The table that you invent must be made of repeated calls to glBeginEnd("Cube")
, but with glScalef
and glTranslatef
calls elongating or flattening the cube to make the table elements. The table should be square with a top that is 1.5 units wide and deep. The table legs and the table top should be 0.1 units thick. The table should be 0.65 units high.
Place at least three objects on top of the table: one should be a sphere, one should be your platonic solid from Program 1, and one should be one of your surfaces of revolution from Program 1.
I’ve added two features of the application to help you debug your still life creation. If you click on the still (l)ife
button while viewing the still life, a swinging light bulb will appear and illuminate the scene. This will give you a better sense of the three dimensional qualities of your layout. Also, if you press the v
key, the view will switch from a perspective view to an orthographic one. You can use this other mode to see whether your objects are properly placed on the surface on the table.
Animation
I shared a demo that draws a 3-D wireframe diagram of an arm with a hand and fingers. This articulated figure changes the angles of several joints over time (the shoulder, the elbow, the wrist), with one incremental change per frame of the animation that runs at roughly 60x a second.
Make your own animation of a jointed figure made up of rigid components, whatever you like, and have its positions and angles change over time. It could be something like Pixar’s Luxo Jr. jumping around in a circle, a simple animal running, whatever you like. It should have at least three rigid components at angles, and move in some way, both its angle and its position.
This does not have to be phenomenal or too detailed. Just, like the arm code, get some practice drawing a limbed or jointed figure and use the transformation stack to place it and to wiggle it.
You write this code by replacing the call to drawWavingArm
with a call to your function. My code uses three global variables gShoulder
, gElbow
, and gWrist
that control the animation of the waving arm. These update every time a frame of the animation is rendered. You will want to invent your own global state for your animation similarly.
Handing In
Just as in Project 1, use Gradescope to submit the individual files that make up your working program. Submit every file that’s needed. That way I can download it from Gradescope (it gets packaged as a folder) and run it in my browser. Should you want to included happy accidents or bloopers you can also include, say, a ZIPped folder of snapshots that you want to share of your pretty mistakes.
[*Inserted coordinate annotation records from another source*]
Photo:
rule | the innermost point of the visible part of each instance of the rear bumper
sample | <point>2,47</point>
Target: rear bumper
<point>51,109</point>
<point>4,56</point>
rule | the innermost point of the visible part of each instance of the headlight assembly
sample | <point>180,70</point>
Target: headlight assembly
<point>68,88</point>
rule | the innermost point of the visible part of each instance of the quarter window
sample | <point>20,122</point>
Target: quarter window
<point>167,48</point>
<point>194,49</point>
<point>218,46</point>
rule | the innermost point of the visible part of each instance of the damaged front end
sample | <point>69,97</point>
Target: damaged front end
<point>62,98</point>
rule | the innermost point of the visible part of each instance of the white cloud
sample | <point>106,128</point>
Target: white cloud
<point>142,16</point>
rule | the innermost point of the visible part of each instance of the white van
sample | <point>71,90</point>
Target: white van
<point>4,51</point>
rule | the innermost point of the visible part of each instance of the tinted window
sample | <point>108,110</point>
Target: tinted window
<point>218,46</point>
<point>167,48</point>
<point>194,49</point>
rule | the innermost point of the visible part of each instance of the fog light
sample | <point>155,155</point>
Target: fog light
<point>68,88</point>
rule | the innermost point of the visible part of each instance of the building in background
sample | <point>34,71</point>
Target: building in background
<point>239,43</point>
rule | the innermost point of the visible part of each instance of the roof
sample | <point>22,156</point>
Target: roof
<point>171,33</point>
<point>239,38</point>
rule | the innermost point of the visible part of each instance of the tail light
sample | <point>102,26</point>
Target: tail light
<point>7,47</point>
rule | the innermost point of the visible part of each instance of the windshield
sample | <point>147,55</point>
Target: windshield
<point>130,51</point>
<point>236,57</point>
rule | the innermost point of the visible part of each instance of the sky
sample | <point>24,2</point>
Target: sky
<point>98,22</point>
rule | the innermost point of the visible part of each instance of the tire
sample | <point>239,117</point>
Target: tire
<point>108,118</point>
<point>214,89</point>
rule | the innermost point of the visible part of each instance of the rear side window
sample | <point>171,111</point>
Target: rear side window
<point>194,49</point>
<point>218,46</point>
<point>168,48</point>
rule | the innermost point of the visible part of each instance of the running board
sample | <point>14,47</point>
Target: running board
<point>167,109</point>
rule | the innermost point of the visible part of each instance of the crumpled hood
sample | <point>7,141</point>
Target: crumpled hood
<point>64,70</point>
Please hand in what you have completed by the deadline, even if you haven’t completed everything or the code isn’t working. You can always submit revisions later for some possible credit.
Report
Include a text file named submitted.md
, or submitted.txt
, that tells me, briefly, everything you completed for the assignment, and some of the choices you made. Document your code, as well. The documentation should be richer if there was some non-standard or particularly tricky technical problem you had to solve. Your notes on this will help me evaluate the work. Cite any sources you rely upon. Also, let me know about any bugs you have, or what does/doesn’t work.
Goals and Bonuses
For all parts of this assignment I am open to you taking some liberty in what you produce, just so long as you are mimicking the techniques I’m suggesting. The key thing I want is for you to work by transforming the coordinate system while pushing and popping the transformation stack, and thus for you to generate scenes that have a hierarchical specification.